遠き神々の炎(下)

遠き神々の炎〈下〉 (創元SF文庫)

遠き神々の炎〈下〉 (創元SF文庫)

三者側に迫る危険、50億年前から仕込まれていた罠、疑心暗鬼、偽りと裏切り、と手に汗握る下巻。第3部に入って初めて三者が戦場の中心で出会うことになってからの急展開。
銀河系における危険を回避することができたが、それによる犠牲も大きかった。自らの誠実さを見せるための自死ともいえる救援行動、数十億の文明の崩壊の予想、そして自らも低速圏に捕らわれることによってほぼ永遠にもといた際涯圏へ戻ることのできなくなった主人公。地球人類の新たな生息地とはなったが、再び中世的生活を余儀なくされた。ある意味大団円を迎えたのだろうが、スクロードライダーに組み込まれた罠を際涯圏に伝えることもできず、邪悪なAIの精神を完全に葬ることができたのかも知ることができないよ。
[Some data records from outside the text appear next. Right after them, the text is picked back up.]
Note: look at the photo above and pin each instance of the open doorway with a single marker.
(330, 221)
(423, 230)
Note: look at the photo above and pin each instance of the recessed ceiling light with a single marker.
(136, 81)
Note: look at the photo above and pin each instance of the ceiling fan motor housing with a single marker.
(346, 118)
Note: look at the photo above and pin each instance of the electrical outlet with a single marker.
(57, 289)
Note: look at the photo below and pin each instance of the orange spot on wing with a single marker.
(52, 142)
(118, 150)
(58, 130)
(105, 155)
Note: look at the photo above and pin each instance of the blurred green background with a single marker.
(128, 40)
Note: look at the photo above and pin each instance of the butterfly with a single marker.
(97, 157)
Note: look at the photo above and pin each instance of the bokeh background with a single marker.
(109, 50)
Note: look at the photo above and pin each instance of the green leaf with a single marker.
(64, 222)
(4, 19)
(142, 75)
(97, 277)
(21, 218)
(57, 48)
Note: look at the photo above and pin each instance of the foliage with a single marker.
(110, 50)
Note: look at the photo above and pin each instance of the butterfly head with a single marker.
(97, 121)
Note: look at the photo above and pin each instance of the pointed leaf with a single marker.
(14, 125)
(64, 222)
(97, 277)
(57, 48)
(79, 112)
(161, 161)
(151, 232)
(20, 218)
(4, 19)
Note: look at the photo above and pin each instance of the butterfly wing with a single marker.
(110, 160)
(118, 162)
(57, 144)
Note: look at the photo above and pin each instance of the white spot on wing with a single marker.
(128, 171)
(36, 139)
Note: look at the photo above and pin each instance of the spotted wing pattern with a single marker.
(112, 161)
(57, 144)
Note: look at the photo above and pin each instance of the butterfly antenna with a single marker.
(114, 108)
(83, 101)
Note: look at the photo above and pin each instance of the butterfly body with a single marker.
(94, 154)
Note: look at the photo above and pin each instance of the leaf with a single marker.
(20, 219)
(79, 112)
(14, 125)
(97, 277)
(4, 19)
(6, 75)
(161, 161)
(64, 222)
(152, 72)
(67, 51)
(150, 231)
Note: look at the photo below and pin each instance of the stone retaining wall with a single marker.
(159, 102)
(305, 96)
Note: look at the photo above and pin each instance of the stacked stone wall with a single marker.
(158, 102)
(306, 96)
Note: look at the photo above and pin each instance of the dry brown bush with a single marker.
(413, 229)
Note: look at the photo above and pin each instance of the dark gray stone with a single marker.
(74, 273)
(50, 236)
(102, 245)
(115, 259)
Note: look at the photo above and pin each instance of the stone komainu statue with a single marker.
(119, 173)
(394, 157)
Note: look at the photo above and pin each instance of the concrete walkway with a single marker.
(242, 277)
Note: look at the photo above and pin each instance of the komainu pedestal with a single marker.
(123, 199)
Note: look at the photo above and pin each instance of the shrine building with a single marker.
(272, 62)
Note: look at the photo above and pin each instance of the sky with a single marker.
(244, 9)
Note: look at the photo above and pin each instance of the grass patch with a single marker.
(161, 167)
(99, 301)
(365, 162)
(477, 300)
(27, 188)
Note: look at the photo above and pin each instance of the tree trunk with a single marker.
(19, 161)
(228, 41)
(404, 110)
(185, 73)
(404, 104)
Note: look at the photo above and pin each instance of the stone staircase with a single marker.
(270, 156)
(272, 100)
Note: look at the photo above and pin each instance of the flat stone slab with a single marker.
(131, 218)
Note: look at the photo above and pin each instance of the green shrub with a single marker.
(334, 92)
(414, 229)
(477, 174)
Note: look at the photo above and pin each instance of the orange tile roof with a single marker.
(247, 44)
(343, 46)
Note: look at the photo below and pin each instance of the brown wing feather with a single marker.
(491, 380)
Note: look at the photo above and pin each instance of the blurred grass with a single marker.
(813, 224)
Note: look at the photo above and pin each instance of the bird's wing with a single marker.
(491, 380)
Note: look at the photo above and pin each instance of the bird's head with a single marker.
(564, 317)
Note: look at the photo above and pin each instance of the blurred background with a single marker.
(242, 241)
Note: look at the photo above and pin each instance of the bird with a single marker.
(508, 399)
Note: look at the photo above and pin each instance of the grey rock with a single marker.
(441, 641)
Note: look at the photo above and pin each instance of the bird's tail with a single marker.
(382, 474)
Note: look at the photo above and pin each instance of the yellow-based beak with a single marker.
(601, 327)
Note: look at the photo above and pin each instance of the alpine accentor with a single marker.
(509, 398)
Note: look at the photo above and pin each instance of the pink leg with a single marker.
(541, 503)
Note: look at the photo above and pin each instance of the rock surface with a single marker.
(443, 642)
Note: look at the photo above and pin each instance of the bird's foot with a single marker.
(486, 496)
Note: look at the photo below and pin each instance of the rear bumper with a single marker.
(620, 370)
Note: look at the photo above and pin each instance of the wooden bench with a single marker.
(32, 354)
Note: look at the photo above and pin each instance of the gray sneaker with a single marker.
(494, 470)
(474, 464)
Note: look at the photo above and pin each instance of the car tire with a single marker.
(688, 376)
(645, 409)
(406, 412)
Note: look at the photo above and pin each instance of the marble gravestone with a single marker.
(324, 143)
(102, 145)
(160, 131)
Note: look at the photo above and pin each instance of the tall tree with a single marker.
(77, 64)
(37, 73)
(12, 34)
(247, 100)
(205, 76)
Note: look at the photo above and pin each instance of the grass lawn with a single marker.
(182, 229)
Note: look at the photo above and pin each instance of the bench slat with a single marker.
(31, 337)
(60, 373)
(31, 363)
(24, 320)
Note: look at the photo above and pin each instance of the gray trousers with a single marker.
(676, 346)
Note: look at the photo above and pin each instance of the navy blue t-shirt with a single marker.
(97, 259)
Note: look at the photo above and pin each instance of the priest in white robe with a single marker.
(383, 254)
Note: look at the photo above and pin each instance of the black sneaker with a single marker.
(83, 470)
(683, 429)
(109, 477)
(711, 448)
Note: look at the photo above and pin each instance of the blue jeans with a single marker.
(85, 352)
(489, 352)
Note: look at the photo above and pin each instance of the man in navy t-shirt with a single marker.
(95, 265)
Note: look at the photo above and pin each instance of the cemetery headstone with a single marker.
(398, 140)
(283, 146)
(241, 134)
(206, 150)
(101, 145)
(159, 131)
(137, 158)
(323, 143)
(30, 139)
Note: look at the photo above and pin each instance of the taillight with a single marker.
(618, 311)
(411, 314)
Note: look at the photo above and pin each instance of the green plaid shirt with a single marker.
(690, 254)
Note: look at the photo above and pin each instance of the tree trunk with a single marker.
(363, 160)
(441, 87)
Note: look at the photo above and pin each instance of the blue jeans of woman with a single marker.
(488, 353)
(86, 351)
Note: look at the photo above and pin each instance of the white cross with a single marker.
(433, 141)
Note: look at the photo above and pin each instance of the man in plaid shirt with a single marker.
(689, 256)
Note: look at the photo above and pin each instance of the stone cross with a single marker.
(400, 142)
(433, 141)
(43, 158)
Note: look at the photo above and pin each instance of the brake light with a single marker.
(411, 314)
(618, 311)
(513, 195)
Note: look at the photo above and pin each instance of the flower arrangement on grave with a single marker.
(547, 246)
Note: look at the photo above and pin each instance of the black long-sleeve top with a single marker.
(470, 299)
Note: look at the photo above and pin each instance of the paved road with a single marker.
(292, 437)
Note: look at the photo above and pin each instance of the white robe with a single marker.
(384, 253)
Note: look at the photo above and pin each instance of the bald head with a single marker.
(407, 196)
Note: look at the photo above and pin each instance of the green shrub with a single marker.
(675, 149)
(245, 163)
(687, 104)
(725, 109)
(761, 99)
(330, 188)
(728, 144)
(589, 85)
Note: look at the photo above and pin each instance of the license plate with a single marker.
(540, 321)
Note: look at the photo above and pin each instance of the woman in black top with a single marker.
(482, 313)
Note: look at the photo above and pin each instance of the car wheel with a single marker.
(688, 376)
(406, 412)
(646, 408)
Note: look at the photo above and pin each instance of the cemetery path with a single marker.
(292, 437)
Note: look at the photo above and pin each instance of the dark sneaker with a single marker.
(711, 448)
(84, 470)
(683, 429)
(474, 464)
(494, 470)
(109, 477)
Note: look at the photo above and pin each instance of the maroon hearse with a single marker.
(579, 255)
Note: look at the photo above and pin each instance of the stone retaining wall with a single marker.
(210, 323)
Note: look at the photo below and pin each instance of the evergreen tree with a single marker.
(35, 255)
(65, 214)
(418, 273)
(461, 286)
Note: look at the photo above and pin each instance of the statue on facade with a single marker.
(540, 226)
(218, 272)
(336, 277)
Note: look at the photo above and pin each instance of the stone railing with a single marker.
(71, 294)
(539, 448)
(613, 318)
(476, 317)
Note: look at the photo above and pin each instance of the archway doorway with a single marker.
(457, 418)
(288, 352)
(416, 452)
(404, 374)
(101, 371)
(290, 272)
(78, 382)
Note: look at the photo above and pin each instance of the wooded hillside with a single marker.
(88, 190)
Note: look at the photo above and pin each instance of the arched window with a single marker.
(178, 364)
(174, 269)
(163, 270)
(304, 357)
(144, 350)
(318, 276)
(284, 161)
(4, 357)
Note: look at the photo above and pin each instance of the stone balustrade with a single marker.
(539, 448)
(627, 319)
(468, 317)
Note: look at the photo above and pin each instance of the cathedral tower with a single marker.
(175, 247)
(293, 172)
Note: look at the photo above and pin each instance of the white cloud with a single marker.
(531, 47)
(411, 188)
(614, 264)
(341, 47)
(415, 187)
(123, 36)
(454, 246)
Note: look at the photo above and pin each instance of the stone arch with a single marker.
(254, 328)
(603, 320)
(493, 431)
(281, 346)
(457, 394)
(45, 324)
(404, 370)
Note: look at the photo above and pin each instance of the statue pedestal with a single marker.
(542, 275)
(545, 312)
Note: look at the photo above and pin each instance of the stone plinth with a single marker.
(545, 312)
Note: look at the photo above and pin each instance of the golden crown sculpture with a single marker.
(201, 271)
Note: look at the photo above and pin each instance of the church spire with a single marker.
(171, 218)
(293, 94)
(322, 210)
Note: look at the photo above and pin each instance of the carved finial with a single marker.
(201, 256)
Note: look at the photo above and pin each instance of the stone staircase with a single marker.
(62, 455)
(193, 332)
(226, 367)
とりあえずその世界設定(際涯圏ではこれまで知られた物理法則とはまったく違う法則が働いていることや、そこにおけるコンピュータの想像も付かない高度さ)や、特に鉄爪族という知的生物の性質とか、時間感覚の壮大さ(邪悪精神が以前、宇宙にもたらした災厄が50億年前)など、ものすごい想像力で組み立てられた、スペースオペラなのかな。艦隊戦が一回しかないからオペラじゃないかもしれないが。


続き物じゃない、続き物もないSF、ファンタジー系の積ん読がとうとう無くなってしまった。